The kind of quantum computers that IBM, Google and Amazon are building suffer catastrophic errors roughly once every 10 seconds due to cosmic rays from outer space. Now a new study reveals a way to reduce this error rate by nearly a half-million-fold to less than once per month.
Quantum computers theoretically can find answers to problems no regular computer might ever hope to solve. Their key ingredients, known as quantum bits, or qubits, are linked together by a quantum effect known as entanglement.
The quantum effects that quantum computers depend on are extraordinarily vulnerable to disruption from their surroundings. This fragility typically leads present-day state-of-the-art quantum computers to suffer roughly one error every 1,000 operations. However, many practical applications for quantum computing demand error rates lower by a billion times or more.
Quantum physicists often hope to compensate for these high error rates by spreading quantum information across many redundant qubits. This would help quantum computers detect and correct errors, so that a cluster of many “physical qubits,” the error-ridden kinds that researchers have developed to date, can make up one useful “logical qubit.”
Google, IBM and others aim to develop such fault-tolerant quantum computers using superconducting circuits as qubits. This is because such hardware is potentially scalable to many thousands of physical qubits in the near future.
However, a 2021 study from Google scientists and their colleagues revealed these superconducting circuits are vulnerable to errors from cosmic rays from deep space. These particles strike our planet from every direction with gargantuan amounts of energy, surpassing anything the most powerful atom smashers on Earth can produce.
Conventional quantum error correction codes usually deal with noise that disrupts a single or a few qubits at once. However, cosmic rays can disrupt all the qubits in a chip at once. “Cosmic ray events therefore overwhelm the limited capacity of conventional quantum error correction codes,” says study lead author Qian Xu, a quantum physicist at the University of Chicago.
A cosmic ray strike can essentially erase all the quantum information encoded on a quantum processor. In addition, quantum computers based on superconducting circuits may experience such catastrophic failures every 10 seconds on average, which is especially detrimental to long quantum computing tasks that might take several hours. Moreover, cosmic rays can disrupt other kinds of quantum computing hardware as well, such as semiconductor spin qubits.
Now Xu and his colleagues have developed a strategy to suppress the rate of errors from cosmic rays to just one every 51 days. “Quantum computers, with sufficient protection, can be robust against very catastrophic events, such as cosmic ray events,” Xu says.
Multiple quantum computing data chips (left) are connected to an ancilla chip (right). If a cosmic ray event erases data in a data chip (lower left), the unimpacted data chips and the ancilla chip can correct the error.Physical Review Letters
The researchers divide a quantum computer into several data chips, each possessing multiple superconducting qubits. These data chips are connected to an “ancilla chip“ with extra superconducting qubits that monitor data chip performance.

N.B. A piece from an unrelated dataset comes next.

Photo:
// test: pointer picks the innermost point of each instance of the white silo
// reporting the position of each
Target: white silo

All the chips run a conventional quantum error correction code in order to deal with regular errors. They also run a second quantum error correction code designed to protect against cosmic rays.

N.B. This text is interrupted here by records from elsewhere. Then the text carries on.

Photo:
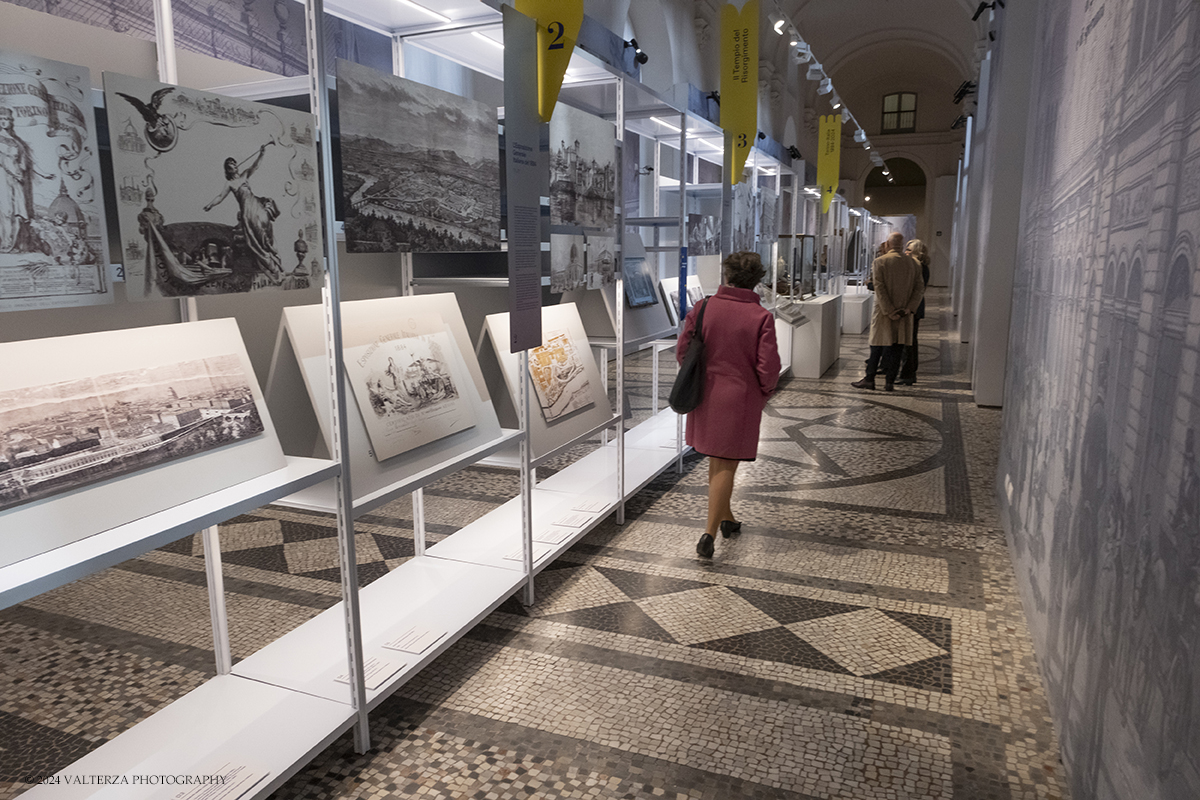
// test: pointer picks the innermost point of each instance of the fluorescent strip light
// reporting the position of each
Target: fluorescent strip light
(424, 10)
(487, 38)
(660, 121)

In the new study, the quantum computer’s data is distributed across multiple data chips. If a cosmic ray hits the quantum computer, this compartmentalization limits the damage from the impact.
After the cosmic ray strike, the ancilla chip can then work with the data chips not disrupted by the cosmic ray to correct the impacted data chips and restore all the quantum computer’s data. “The whole computer does not have to start over if some of the chips are damaged by the cosmic ray event,” Xu says.
This new strategy can also detect and correct any errors that cosmic rays may cause in the ancilla chip, all without damaging the quantum computer’s data. It can even tolerate a pair of cosmic rays striking any of the quantum computer’s qubits. “In principle, we can design more sophisticated codes to tolerate more cosmic ray events,” Xu says.
Unlike previous approaches to combat the effects of cosmic rays, this new strategy requires few resources and little-to-no hardware modifications. The scientists would like in future to test their method on the IBM quantum cloud or Google’s Sycamore processor, Xu says.
In the future, the researchers would like to analyze how quantum error correction codes might improve bosonicquantum computing systems, as well as quantum sensors and quantum networks, says study senior author Liang Jiang, a quantum physicist at the University of Chicago.
The scientists detailed their findings 6 December in the journal Physical Review Letters.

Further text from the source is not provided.